Cloud Storage Architecture

Abstract base class pattern for cloud providers:

base_storage.py - Defines BaseStorageAdaptor interface
s3_storage.py - AWS S3 implementation
gcs_storage.py - Google Cloud Storage implementation
azure_storage.py - Azure Blob Storage implementation

Sync Monitoring Architecture

Pydantic-based models in src/skill_seekers/sync/:

models.py - Data models (SyncConfig, ChangeReport, SyncState)
detector.py - Change detection logic
monitor.py - Monitoring daemon
notifier.py - Notification system (webhook, email, slack)

Git Workflow

Branch Structure

main (production)
  ↑
  │ (only maintainer merges)
  │
development (integration) ← default branch for PRs
  ↑
  │ (all contributor PRs go here)
  │
feature branches

main - Production, always stable, protected
development - Active development, default for PRs
Feature branches - Your work, created from development

Creating a Feature Branch

# 1. Checkout development
git checkout development
git pull upstream development

# 2. Create feature branch
git checkout -b my-feature

# 3. Make changes, commit, push
git add .
git commit -m "Add my feature"
git push origin my-feature

# 4. Create PR targeting 'development' branch

CI/CD Configuration

GitHub Actions Workflows

All workflows are in .github/workflows/:

tests.yml:

Runs on: push/PR to main and development
Lint job: Ruff + MyPy
Test matrix: Ubuntu + macOS, Python 3.10-3.12
Coverage: Uploads to Codecov

release.yml:

Triggered on version tags (v*)
Builds and publishes to PyPI using uv
Creates GitHub release with changelog

docker-publish.yml:

Builds and publishes Docker images
Multi-architecture support (linux/amd64, linux/arm64)

vector-db-export.yml:

Tests vector database exports

scheduled-updates.yml:

Scheduled sync monitoring

quality-metrics.yml:

Quality metrics tracking

test-vector-dbs.yml:

Vector database integration tests

Pre-commit Checks (Manual)

# Before committing, run:
ruff check src/ tests/
ruff format --check src/ tests/
pytest tests/ -v -x  # Stop on first failure

Security Considerations

API Keys and Secrets

Never commit API keys to the repository
Use environment variables:
- ANTHROPIC_API_KEY - Claude AI
- GOOGLE_API_KEY - Google Gemini
- OPENAI_API_KEY - OpenAI
- GITHUB_TOKEN - GitHub API
- AWS_ACCESS_KEY_ID / AWS_SECRET_ACCESS_KEY - AWS S3
- GOOGLE_APPLICATION_CREDENTIALS - GCS
- AZURE_STORAGE_CONNECTION_STRING - Azure
Configuration storage:
- Stored at ~/.config/skill-seekers/config.json
- Permissions: 600 (owner read/write only)

Rate Limit Handling

GitHub API has rate limits (5000 requests/hour for authenticated)
The tool has built-in rate limit handling with retry logic
Use --non-interactive flag for CI/CD environments

Custom API Endpoints

Support for Claude-compatible APIs:

export ANTHROPIC_API_KEY=your-custom-api-key
export ANTHROPIC_BASE_URL=https://custom-endpoint.com/v1

Common Development Tasks

Adding a New CLI Command

Create module in src/skill_seekers/cli/my_command.py
Implement main() function with argument parsing

Add entry point in pyproject.toml:

[project.scripts]
skill-seekers-my-command = "skill_seekers.cli.my_command:main"
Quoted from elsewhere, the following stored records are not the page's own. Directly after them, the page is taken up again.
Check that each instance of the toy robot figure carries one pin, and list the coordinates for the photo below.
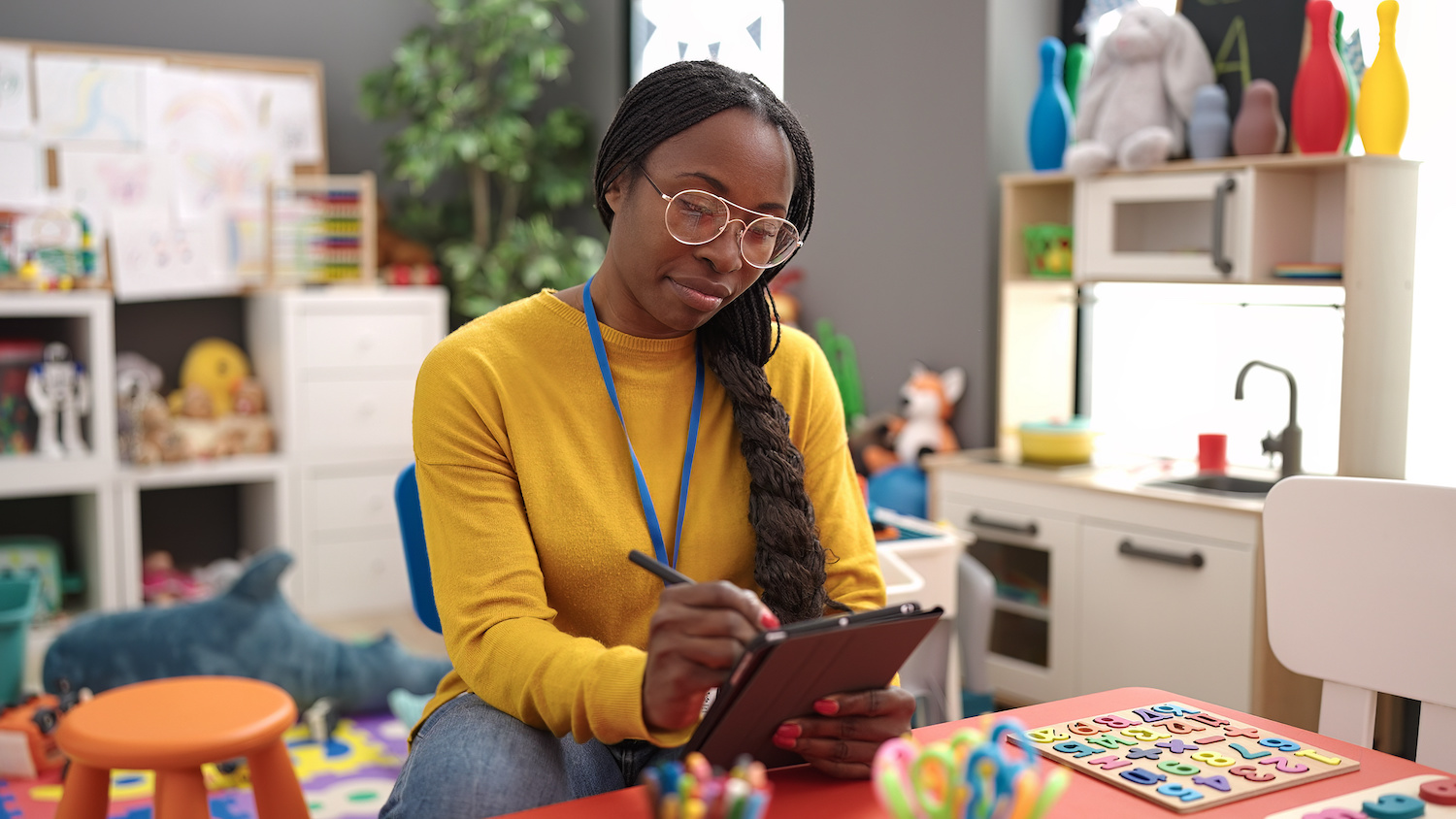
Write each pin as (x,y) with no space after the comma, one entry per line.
(60,395)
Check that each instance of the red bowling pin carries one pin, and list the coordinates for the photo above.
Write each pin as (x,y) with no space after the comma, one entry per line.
(1319,110)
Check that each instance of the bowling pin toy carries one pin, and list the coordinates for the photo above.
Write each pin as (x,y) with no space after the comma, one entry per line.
(1351,87)
(1208,125)
(1385,99)
(1048,128)
(1079,61)
(1260,125)
(1321,105)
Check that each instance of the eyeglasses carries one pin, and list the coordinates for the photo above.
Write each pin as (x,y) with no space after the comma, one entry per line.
(698,217)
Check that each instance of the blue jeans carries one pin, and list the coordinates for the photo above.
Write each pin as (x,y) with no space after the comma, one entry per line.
(471,761)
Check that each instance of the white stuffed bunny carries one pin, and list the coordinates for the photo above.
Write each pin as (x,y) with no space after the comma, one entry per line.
(1138,99)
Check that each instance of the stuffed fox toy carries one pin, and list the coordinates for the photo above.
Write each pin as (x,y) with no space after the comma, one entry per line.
(922,425)
(929,399)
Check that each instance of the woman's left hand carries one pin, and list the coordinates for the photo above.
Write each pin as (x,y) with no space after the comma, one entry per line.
(844,740)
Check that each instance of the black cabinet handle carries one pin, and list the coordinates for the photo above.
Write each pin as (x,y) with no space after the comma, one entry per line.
(1193,560)
(1220,195)
(1030,528)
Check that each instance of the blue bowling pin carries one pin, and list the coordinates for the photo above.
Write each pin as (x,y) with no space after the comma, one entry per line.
(1048,130)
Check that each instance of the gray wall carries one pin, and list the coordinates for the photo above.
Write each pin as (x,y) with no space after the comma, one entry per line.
(894,99)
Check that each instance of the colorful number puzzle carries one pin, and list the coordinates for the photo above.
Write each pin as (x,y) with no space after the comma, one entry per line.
(1184,758)
(1430,796)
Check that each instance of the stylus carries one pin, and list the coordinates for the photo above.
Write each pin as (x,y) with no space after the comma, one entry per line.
(660,569)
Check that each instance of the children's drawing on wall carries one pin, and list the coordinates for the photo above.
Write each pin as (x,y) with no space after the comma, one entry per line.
(90,99)
(156,258)
(192,108)
(20,182)
(15,90)
(101,182)
(209,182)
(287,111)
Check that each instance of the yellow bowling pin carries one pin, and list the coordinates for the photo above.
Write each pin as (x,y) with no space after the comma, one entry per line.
(1385,99)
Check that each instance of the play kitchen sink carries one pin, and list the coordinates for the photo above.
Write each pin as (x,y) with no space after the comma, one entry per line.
(1219,484)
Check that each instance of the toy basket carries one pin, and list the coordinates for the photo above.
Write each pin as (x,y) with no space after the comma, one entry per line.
(1048,250)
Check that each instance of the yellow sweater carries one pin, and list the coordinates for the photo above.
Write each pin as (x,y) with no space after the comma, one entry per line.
(530,505)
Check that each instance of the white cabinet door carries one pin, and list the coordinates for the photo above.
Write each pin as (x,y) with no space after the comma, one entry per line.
(1164,227)
(1167,612)
(1033,554)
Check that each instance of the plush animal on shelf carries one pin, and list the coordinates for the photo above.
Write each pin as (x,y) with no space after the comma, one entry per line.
(922,426)
(929,401)
(248,431)
(1135,107)
(247,632)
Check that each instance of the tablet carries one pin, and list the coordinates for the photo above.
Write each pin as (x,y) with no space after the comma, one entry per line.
(783,671)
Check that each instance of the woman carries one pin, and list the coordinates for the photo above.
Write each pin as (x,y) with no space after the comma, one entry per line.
(536,423)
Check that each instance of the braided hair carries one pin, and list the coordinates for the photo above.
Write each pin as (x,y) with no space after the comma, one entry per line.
(740,340)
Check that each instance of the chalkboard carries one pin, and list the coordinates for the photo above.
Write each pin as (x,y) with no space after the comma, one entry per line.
(1251,40)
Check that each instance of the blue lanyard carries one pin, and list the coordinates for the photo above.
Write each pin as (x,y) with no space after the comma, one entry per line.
(692,437)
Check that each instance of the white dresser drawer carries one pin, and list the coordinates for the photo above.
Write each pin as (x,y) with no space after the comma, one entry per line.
(357,576)
(351,502)
(354,414)
(393,338)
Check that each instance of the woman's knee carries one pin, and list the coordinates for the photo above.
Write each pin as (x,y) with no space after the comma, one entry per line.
(471,760)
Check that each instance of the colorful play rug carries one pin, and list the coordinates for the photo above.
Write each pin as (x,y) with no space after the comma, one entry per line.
(349,778)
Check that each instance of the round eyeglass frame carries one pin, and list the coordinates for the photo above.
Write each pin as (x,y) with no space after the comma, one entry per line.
(788,253)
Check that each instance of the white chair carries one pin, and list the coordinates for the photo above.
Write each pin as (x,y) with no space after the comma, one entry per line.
(1360,579)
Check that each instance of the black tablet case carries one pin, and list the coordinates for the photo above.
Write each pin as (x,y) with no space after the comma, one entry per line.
(783,671)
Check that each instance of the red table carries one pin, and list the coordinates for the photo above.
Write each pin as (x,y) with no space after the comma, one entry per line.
(803,792)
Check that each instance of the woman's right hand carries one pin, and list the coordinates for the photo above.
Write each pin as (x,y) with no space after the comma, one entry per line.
(695,639)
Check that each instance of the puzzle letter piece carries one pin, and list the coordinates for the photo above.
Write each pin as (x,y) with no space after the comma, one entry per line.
(1394,806)
(1440,792)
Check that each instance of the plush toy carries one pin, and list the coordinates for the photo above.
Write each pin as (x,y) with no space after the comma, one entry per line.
(929,401)
(1139,96)
(247,632)
(213,366)
(248,431)
(922,426)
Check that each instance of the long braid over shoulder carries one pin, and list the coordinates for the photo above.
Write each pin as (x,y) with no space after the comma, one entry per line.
(740,340)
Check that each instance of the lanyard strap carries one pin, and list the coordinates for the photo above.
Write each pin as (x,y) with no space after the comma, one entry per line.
(692,437)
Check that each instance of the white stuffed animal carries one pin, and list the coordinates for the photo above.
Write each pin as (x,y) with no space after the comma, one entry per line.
(1136,102)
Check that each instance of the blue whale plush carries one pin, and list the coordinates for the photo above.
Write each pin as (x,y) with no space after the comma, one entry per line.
(247,632)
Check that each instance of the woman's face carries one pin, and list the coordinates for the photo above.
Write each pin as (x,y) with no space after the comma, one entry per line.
(652,285)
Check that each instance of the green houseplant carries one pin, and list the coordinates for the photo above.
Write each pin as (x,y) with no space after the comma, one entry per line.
(469,89)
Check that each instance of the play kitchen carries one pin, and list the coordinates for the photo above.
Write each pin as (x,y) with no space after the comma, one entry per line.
(1149,401)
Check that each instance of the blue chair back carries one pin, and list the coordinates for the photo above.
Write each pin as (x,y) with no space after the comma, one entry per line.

Add subcommand handler in src/skill_seekers/cli/main.py
Add argument parser in src/skill_seekers/cli/parsers/
Add tests in tests/test_my_command.py

Adding a New Platform Adaptor

Create src/skill_seekers/cli/adaptors/my_platform.py
Inherit from SkillAdaptor base class
Implement required methods: package(), upload(), format_skill_md()
Register in src/skill_seekers/cli/adaptors/__init__.py
Add optional dependencies in pyproject.toml
Add tests in tests/test_adaptors/

Adding an MCP Tool

Implement tool logic in src/skill_seekers/mcp/tools/category_tools.py
Register in src/skill_seekers/mcp/server_fastmcp.py
Add test in tests/test_mcp_fastmcp.py

Adding Cloud Storage Provider

Create module in src/skill_seekers/cli/storage/my_storage.py
Inherit from BaseStorageAdaptor base class
Implement required methods: upload_file(), download_file(), list_files(), delete_file()
Register in src/skill_seekers/cli/storage/__init__.py
Add optional dependencies in pyproject.toml

Documentation

Project Documentation (New Structure - v3.1.0+)

Entry Points:

README.md - Main project documentation with navigation
docs/README.md - Documentation hub
AGENTS.md - This file, for AI coding agents

Getting Started (for new users):

docs/getting-started/01-installation.md - Installation guide
docs/getting-started/02-quick-start.md - 3 commands to first skill
docs/getting-started/03-your-first-skill.md - Complete walkthrough
docs/getting-started/04-next-steps.md - Where to go from here

User Guides (common tasks):

docs/user-guide/01-core-concepts.md - How Skill Seekers works
docs/user-guide/02-scraping.md - All scraping options
docs/user-guide/03-enhancement.md - AI enhancement explained
docs/user-guide/04-packaging.md - Export to platforms
docs/user-guide/05-workflows.md - Enhancement workflows
docs/user-guide/06-troubleshooting.md - Common issues

Reference (technical details):

docs/reference/CLI_REFERENCE.md - Complete command reference (20 commands)
docs/reference/MCP_REFERENCE.md - MCP tools reference (26 tools)
docs/reference/CONFIG_FORMAT.md - JSON configuration specification
docs/reference/ENVIRONMENT_VARIABLES.md - All environment variables

Advanced (power user topics):

docs/advanced/mcp-server.md - MCP server setup
docs/advanced/mcp-tools.md - Advanced MCP usage
docs/advanced/custom-workflows.md - Creating custom workflows
docs/advanced/multi-source.md - Multi-source scraping

Legacy (being phased out):

QUICKSTART.md - Old quick start (see docs/getting-started/)
docs/guides/USAGE.md - Old usage guide (see docs/user-guide/)
docs/QUICK_REFERENCE.md - Old reference (see docs/reference/)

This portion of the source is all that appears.